Sample Prompt for Discussion Instructions:
Create a discussion activity for an online, asynchronous [undergrad/grad] course on [TOPIC]. The activity should include: |
To improve results, consider including:
- Weekly topic(s) or focus area from the Course Design Document (CDD)
- Initial discussion description from the CDD
- Lesson content and required readings
- Applicable Course Learning Outcomes (CLOs) and Weekly Learning Objectives (LOs)
- Any specific formatting or style guidelines (e.g., APA citation style)
- Student background or assumed prior knowledge
Sample Prompt for Quiz Questions:
Generate 10 quiz questions that test comprehension and application of [CONCEPT] for an online [undergrad/grad] course. |
To improve results, consider including:
- Weekly topic(s) or focus area from the CDD
- Lesson content and required readings
- Applicable Course Learning Outcomes (CLOs) and Weekly Learning Objectives (LOs)
- Student background or assumed prior knowledge
- Common misconceptions to target in distractors (if known)
Instructional Materials
Sample Prompt for Case Studies:
Develop a brief case study about [TOPIC] that presents students with a realistic scenario involving [SPECIFIC SITUATION]. Include sufficient background details, present a challenging problem that requires application of course concepts, and end with 3-4 analysis questions. |
To improve results, consider including:
- Weekly topic(s) or focus area from the CDD
- Relevant course content or readings to align with (including key concepts students should apply)
- Real-world constraints or variables students should consider (e.g., deadlines, regulations, conflicting priorities)
- Target audience or student background assumptions (e.g., novice data analyst, marketing intern, junior cybersecurity professional)
- Any relevant industry context, setting, or stakeholder roles (e.g., nonprofit org, client project, internal IT team)
- Whether the case is intended to be used for discussion, written analysis, or a group project
- Disciplinary tone or formatting preferences (e.g., clinical, technical, narrative)
FAQs
Q: How can I tell if AI-generated content needs revision?
A: Review the draft by asking:
- Accuracy: Are facts, terms, and examples correct? Watch for invented citations or errors in specialized content.
- Depth: Does it match the complexity expected for your course level? If it stays descriptive without application or analysis, it needs strengthening.

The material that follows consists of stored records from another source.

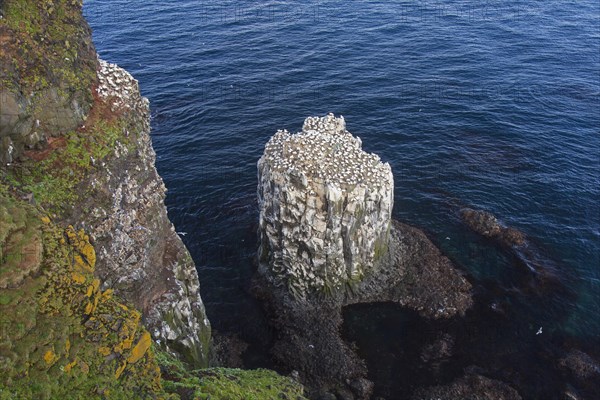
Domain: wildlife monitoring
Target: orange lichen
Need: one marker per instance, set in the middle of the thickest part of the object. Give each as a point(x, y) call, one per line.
point(104, 350)
point(77, 277)
point(50, 357)
point(67, 368)
point(120, 370)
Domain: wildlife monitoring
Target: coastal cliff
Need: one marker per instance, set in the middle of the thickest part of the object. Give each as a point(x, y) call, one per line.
point(99, 297)
point(95, 170)
point(325, 207)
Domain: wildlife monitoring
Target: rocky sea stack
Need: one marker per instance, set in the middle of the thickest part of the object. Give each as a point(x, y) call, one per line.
point(325, 207)
point(328, 240)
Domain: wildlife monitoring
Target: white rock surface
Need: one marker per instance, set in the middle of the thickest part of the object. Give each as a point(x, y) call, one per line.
point(325, 207)
point(139, 254)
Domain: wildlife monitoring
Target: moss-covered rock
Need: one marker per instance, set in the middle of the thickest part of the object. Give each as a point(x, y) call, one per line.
point(47, 70)
point(226, 383)
point(60, 335)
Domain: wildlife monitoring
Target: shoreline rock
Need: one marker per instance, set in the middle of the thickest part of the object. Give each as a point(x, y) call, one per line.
point(325, 208)
point(398, 263)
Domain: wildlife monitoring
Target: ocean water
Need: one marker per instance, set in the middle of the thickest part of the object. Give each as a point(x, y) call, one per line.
point(486, 104)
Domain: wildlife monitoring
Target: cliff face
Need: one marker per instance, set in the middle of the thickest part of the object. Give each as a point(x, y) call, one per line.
point(326, 228)
point(47, 69)
point(139, 254)
point(77, 133)
point(61, 335)
point(325, 207)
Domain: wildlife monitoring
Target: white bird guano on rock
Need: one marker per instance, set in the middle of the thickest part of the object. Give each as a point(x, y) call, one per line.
point(325, 208)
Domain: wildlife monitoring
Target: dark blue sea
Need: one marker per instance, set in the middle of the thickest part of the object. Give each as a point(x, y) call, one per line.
point(492, 105)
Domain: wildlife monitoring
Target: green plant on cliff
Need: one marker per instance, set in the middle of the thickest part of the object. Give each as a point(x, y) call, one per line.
point(225, 383)
point(60, 335)
point(54, 175)
point(51, 46)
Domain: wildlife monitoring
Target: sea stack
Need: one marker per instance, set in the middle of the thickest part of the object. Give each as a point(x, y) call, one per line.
point(325, 208)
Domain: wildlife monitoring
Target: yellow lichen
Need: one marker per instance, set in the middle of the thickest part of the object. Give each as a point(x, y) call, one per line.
point(85, 368)
point(104, 350)
point(77, 277)
point(120, 369)
point(70, 366)
point(50, 357)
point(140, 348)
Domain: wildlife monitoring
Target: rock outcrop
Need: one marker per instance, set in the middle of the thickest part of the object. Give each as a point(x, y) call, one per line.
point(471, 386)
point(47, 69)
point(139, 254)
point(75, 132)
point(327, 241)
point(325, 207)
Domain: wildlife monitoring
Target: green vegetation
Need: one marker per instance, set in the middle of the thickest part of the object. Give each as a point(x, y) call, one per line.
point(60, 335)
point(52, 47)
point(225, 383)
point(53, 175)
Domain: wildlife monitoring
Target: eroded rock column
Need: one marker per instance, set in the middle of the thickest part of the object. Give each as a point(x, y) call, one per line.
point(325, 208)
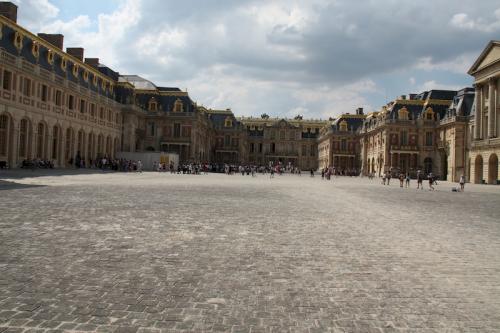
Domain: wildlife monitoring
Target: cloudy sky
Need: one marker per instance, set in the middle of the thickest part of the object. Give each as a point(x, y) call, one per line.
point(318, 58)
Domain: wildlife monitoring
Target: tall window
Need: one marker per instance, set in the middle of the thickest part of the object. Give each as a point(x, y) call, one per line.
point(404, 138)
point(55, 142)
point(26, 87)
point(83, 106)
point(177, 130)
point(343, 145)
point(71, 102)
point(44, 93)
point(428, 138)
point(23, 137)
point(58, 97)
point(7, 80)
point(40, 135)
point(151, 128)
point(4, 123)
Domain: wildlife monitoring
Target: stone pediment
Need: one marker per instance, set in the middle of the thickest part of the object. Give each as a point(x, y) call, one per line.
point(489, 56)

- Currency: Is the information up to date with current research, standards, or debates in your field?
- Relevance: Does it directly support your course learning outcomes, weekly topics, and assessments?

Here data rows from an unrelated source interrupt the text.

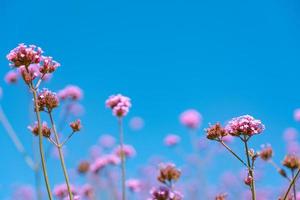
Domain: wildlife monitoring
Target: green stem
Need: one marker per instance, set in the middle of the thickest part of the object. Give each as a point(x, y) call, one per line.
point(41, 143)
point(122, 157)
point(250, 169)
point(61, 156)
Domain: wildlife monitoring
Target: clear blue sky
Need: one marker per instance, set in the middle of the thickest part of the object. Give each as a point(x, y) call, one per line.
point(224, 58)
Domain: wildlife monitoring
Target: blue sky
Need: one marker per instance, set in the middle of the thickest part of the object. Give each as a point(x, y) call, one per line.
point(224, 58)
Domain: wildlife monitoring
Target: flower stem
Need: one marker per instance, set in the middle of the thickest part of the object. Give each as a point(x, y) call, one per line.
point(120, 123)
point(61, 156)
point(291, 185)
point(250, 169)
point(41, 143)
point(232, 152)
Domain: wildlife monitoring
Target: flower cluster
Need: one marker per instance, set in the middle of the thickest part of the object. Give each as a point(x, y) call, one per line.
point(47, 100)
point(46, 131)
point(70, 92)
point(164, 193)
point(191, 118)
point(119, 104)
point(216, 132)
point(244, 125)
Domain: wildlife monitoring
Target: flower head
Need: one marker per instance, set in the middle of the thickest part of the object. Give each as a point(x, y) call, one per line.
point(171, 140)
point(46, 131)
point(76, 125)
point(164, 193)
point(191, 118)
point(70, 92)
point(134, 185)
point(47, 100)
point(216, 132)
point(119, 104)
point(291, 161)
point(244, 125)
point(168, 173)
point(24, 55)
point(266, 153)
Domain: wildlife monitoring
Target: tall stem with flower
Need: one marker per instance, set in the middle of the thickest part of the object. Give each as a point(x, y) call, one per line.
point(120, 106)
point(243, 127)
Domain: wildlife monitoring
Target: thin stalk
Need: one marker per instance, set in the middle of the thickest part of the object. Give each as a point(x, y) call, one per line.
point(250, 169)
point(15, 139)
point(120, 123)
point(41, 144)
point(232, 152)
point(61, 156)
point(291, 185)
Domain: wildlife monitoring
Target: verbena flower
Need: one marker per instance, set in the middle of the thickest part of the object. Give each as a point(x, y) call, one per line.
point(119, 104)
point(244, 125)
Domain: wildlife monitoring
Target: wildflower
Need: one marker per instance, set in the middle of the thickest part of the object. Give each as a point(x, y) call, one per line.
point(222, 196)
point(11, 77)
point(266, 153)
point(128, 151)
point(191, 118)
point(244, 125)
point(119, 104)
point(46, 131)
point(70, 92)
point(24, 55)
point(171, 140)
point(164, 193)
point(61, 191)
point(83, 167)
point(76, 125)
point(215, 132)
point(134, 185)
point(168, 173)
point(47, 100)
point(107, 141)
point(48, 65)
point(291, 161)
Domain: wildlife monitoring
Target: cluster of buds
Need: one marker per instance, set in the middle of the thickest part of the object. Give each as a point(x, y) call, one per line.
point(119, 104)
point(164, 193)
point(244, 125)
point(76, 125)
point(215, 132)
point(47, 100)
point(222, 196)
point(266, 153)
point(30, 63)
point(168, 173)
point(291, 161)
point(46, 131)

- Specificity: Are examples real-world and field-appropriate, or vague and generic?
- Voice and Tone: Is the style professional and academic, not casual or overly broad?
Signs revision is needed:
- Vague, broad, or surface-level explanations
- Missing disciplinary terminology or frameworks
Q: When should I NOT use AI in course development?

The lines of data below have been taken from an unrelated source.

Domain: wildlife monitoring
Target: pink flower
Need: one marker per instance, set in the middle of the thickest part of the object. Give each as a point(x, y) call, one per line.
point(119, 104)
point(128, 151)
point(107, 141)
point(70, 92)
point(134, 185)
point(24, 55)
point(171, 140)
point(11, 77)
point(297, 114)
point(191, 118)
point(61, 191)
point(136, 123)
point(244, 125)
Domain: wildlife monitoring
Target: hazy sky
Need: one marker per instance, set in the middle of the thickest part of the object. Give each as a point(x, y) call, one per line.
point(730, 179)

A: Limit or avoid AI use in these situations:
- Citations and References: AI can fabricate sources. Always verify reading lists, citations, and resource suggestions.
- Specialized or Rapidly Evolving Topics: In fields like cybersecurity, healthcare, or law, AI may oversimplify or miss critical updates.
- Ethical, Equity, and Inclusion Content: Discussions about diversity, accessibility, or ethics require expert framing and lived-experience perspectives.
- Sensitive or Regulated Subjects: For topics involving compliance, privacy, or legal standards, rely on SME judgment to ensure accuracy and responsibility.
Q: How do I improve responses that seem superficial?
A:
- Be more specific: Include key terminology, course level, expected depth, and real-world contexts in your prompt.
- Request higher cognitive work: Ask for analysis, evaluation, or synthesis, not just summaries or descriptions.
- Narrow the scope: Break broad prompts into smaller, focused tasks if the AI gives generalized answers.
- Ask for multiple perspectives: Request alternative interpretations, case variations, or disciplinary debates to add depth.